Siyasi analist, Türk askeri varlığının, Kızıldeniz'de bulunan bölgesel ve uluslararası güçlerle, özellikle Cibuti'deki yabancı üslerle, uluslararası nakliye yolu olarak Kızıldeniz'in girişlerini güvence altına almak amacıyla, koordinasyon fırsatları yaratabileceğini ifade ediyor. Zira dünya deniz ticaretinin yüzde 12'si, Asya-Avrupa ticaretinin ise yaklaşık yüzde 40'ı buradan geçiyor.

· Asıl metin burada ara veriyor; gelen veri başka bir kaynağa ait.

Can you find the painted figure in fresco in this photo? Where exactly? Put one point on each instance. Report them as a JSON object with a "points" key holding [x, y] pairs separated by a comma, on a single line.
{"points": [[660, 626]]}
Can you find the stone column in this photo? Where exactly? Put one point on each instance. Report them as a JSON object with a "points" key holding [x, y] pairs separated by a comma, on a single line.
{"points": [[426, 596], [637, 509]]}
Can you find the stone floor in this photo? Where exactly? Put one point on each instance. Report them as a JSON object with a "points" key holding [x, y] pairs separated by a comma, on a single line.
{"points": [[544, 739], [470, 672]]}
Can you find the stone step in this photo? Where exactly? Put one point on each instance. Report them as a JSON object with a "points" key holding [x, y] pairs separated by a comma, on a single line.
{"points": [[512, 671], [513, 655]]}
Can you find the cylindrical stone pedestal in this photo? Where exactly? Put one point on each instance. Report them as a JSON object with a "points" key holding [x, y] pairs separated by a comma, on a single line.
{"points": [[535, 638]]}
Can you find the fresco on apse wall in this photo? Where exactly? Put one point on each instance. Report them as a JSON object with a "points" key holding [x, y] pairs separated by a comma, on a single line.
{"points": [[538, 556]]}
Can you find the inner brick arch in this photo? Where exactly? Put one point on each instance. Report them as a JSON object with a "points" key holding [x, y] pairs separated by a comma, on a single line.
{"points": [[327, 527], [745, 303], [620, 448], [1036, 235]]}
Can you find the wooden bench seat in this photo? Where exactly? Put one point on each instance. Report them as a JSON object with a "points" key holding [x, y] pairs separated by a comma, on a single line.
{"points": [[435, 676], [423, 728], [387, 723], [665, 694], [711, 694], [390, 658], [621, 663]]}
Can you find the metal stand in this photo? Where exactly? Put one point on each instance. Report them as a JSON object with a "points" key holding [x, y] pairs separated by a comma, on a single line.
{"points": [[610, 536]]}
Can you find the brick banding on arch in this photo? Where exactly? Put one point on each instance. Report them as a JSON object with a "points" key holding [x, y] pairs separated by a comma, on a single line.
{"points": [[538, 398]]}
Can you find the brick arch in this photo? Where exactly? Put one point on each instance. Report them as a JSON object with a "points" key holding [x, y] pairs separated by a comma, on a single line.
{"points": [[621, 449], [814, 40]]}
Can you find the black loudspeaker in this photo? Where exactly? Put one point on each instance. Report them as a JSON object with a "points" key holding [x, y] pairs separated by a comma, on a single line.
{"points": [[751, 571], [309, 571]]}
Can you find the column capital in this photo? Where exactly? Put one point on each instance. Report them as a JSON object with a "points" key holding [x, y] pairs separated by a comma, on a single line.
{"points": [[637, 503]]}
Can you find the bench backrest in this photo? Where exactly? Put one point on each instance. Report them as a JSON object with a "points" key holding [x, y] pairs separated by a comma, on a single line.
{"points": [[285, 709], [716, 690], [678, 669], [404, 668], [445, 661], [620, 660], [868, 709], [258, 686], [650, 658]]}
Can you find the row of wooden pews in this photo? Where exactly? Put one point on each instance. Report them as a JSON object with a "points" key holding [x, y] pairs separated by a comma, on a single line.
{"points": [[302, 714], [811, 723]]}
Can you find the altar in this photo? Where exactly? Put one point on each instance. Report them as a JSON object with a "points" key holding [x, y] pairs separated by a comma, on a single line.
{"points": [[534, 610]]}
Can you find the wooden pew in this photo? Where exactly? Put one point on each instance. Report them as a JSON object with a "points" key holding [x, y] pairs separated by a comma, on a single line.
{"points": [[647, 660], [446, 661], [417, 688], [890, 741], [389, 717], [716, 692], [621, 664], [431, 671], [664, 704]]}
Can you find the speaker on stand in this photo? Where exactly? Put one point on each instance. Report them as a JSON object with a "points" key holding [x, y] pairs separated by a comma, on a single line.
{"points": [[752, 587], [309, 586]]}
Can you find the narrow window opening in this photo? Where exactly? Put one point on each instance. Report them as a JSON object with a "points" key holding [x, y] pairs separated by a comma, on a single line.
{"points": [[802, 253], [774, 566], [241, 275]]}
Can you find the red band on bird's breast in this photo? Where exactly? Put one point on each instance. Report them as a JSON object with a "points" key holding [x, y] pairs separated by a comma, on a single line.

Muhammed, Türk kuvvetlerinin Somali'ye konuşlandırılmasının, Afrika Boynuzu ve Kızıldeniz bölgesindeki aşırılıkçı grupların oluşturduğu tehdidi azaltacağına dikkati çekiyor. Nitekim el-Kaide örgütünün Doğu Afrika'daki bir kolu olan Somalili Şebab hareketi son dönemde varlığını güçlendirdi ve eylemlerini artırdı. Bu eylemlerinden biri de Etiyopya Başbakanı Abiy Ahmed’in orada bulunduğu bir sırada Mogadişu Havaalanı’nı hedef alan saldırısıydı. Bu da Somali hükümetinin Türk kuvvetleriyle koordineli olarak hareketin mevzilerine karşı şiddetli saldırılar düzenlemesini gerektirdi. Zira hareketin askeri kabiliyetlerini geliştirdiği ve birçok cephede ilerlediği yönünde haberler geliyor.

İdi Muhammed, Türk kuvvetlerinin Kızıldeniz Havzası'nda yaşanan gerginlikte olumsuz bir rolünün olduğu iddialarını reddediyor. Türkiye’nin, Suudi Arabistan, Ürdün, Eritre ve Sudan ile iyi ilişkilere sahip olduğunu, ayrıca Mısır ile de yakın zamanda ilişkilerini normalleştirdiğini belirtiyor. Dahası Etiyopya'nın Kızıldeniz'de askeri üs kurma planlarına karşı çıkan kararlı duruş ile kıyaslandığında, Somali ile Türkiye arasındaki Türk kuvvetlerinin konuşlandırılması anlaşmasının, Kızıldeniz'e kıyısı olan ülkelerde herhangi bir sonuca ve tepkiye neden olmadığını söylüyor.

*Bu analiz Şarku’l Avsat tarafından Independent Arabia’dan çevrilmiştir.